Unsurprisingly a two part sequel ala The Matrix Reloaded / Revolutions (2003) was greenlit and released in 2006 and 2007 and in my opinion these were overly long and boring, but had some great set pieces and new characters, such as Bill Nighy’s villainous Davy Jones being a worthy replacement to Geoffrey Rush’s scene stealing Captain Barbossa. A fourth film came out in 2011 and I honestly can’t remember much of it as it lacked the magic, adventure and overall fun of its predecessors, and to be honest I had low expectations for this entry.
That being said I thought Salazar’s Revenge managed to recapture the tomfoolery of the first film perfectly, didn’t drag despite its long run time and is the best entry since the original.
The basic plot of this film has Captain Jack Sparrow (Johnny Depp) on a quest to find the fabled trident of Poseidon in order to stop his old foe, Captain Armando Salazar (Javier Bardem) and his ghostly crew from destroying every pirate at sea.
In a way it channels the spirit of the first film which is by no means a bad thing. Overall it doesn’t really add too much to the tried and tested formula, but it gets the balance of humour, fun and playful set pieces and macabre villainy that we all know and love just right. Johnny Depp is known for many roles throughout his career but none more iconic that Jack Sparrow, who gets a great yet predictable introduction in this film. That being said the film isn’t focused entirely on him and the rest of the characters get their fair share of screen time.
Jack is joined by his usual shipmates and we have a welcome return from Captain Barbossa. New additions are Henry Turner (Brenton Thwaites), son of Will Turner and Elisabeth Swan, who is searching for Jack in order to lift the curse upon his father, and Carina Smyth (Kaya Scodelario) who for me is a great addition to this film as the (seemingly token these days) smart and strong female character.
Javier Bardem is great as the tortured and vengeful Captain Salazar and you can tell (as per most of the cast) that they had fun making this film. It has been well publicised that Paul McCartney has a cameo in this film, but in truth I wish they would have included Michael Bolton, as his song ‘Jack Sparrow’ with The Lonely Island is one of the best things you can find on the internet.
As per most films it does have its flaws and plot holes. Without spoiling too much the search for Carina Smyth’s father seems shoe horned in, and the origin of the curse on Salazar’s ghostly crew isn’t fully explained, nor is how they were released from the Devil’s Triangle, but I can live with that. It manages to tie up the main plot and unsurprisingly leaves things open for future instalments, and as per its predecessors it features a tantalizing after credits scene which you should stay behind for.
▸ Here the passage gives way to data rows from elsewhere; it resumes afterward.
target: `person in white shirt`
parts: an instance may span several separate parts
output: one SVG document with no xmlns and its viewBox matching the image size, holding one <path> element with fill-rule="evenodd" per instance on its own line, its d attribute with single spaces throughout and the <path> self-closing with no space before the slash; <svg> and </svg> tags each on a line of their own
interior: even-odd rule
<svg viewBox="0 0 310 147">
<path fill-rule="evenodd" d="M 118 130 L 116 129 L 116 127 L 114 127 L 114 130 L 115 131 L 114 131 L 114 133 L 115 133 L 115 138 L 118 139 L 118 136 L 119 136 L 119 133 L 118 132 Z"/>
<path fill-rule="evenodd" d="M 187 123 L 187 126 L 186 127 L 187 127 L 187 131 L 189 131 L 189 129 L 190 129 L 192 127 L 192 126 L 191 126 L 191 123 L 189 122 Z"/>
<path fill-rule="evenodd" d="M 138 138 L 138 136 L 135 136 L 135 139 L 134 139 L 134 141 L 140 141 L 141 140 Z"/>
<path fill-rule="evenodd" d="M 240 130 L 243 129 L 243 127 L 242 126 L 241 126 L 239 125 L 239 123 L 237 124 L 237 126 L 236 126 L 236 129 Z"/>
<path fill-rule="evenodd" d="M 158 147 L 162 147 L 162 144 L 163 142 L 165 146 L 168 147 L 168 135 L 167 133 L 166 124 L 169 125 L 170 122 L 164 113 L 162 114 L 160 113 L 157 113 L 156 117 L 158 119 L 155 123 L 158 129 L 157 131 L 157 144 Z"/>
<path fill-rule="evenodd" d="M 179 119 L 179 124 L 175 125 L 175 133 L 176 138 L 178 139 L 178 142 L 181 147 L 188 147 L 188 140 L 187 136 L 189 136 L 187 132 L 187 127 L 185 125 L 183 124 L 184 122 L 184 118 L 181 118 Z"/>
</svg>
With Salazar’s Revenge (or Dead Men Tell No Tales as it’s known in other territories, not sure why they changed this to be honest) Disney have managed to recapture what made the first entry a success and despite my initial low expectations, I really enjoyed this adventure. They have stuck to the standard formula of the series but trimmed the often pointless side plots, and in a way mostly ignored the events of parts two, three and four so new audiences won’t have any issues watching this film if they are new to the franchise, which I think is a smart move.
The screenplay is by Jeff Nathanson, who has written the likes of Rush Hour 2 and 3 (2001, 2007), Indiana Jones and the Kingdom of the Crystal Skull (2008), as well as the upcoming Lion King remake, and as such has experience in expanding existing franchises. This is apparent with this film but it’s not necessarily a bad thing for this film to be predictable or cover similar ground as audiences know what to expect, know what they like, and are happy to see the continuing adventures of Captain Jack Sparrow.
Overall Verdict: The fun and magic has returned to this franchise and this is the best entry since The Curse of the Black Pearl. We have all the regulars you know and love mixed with a new macabre villain, with plenty of laughs and great set pieces this great example of how to do a summer blockbuster.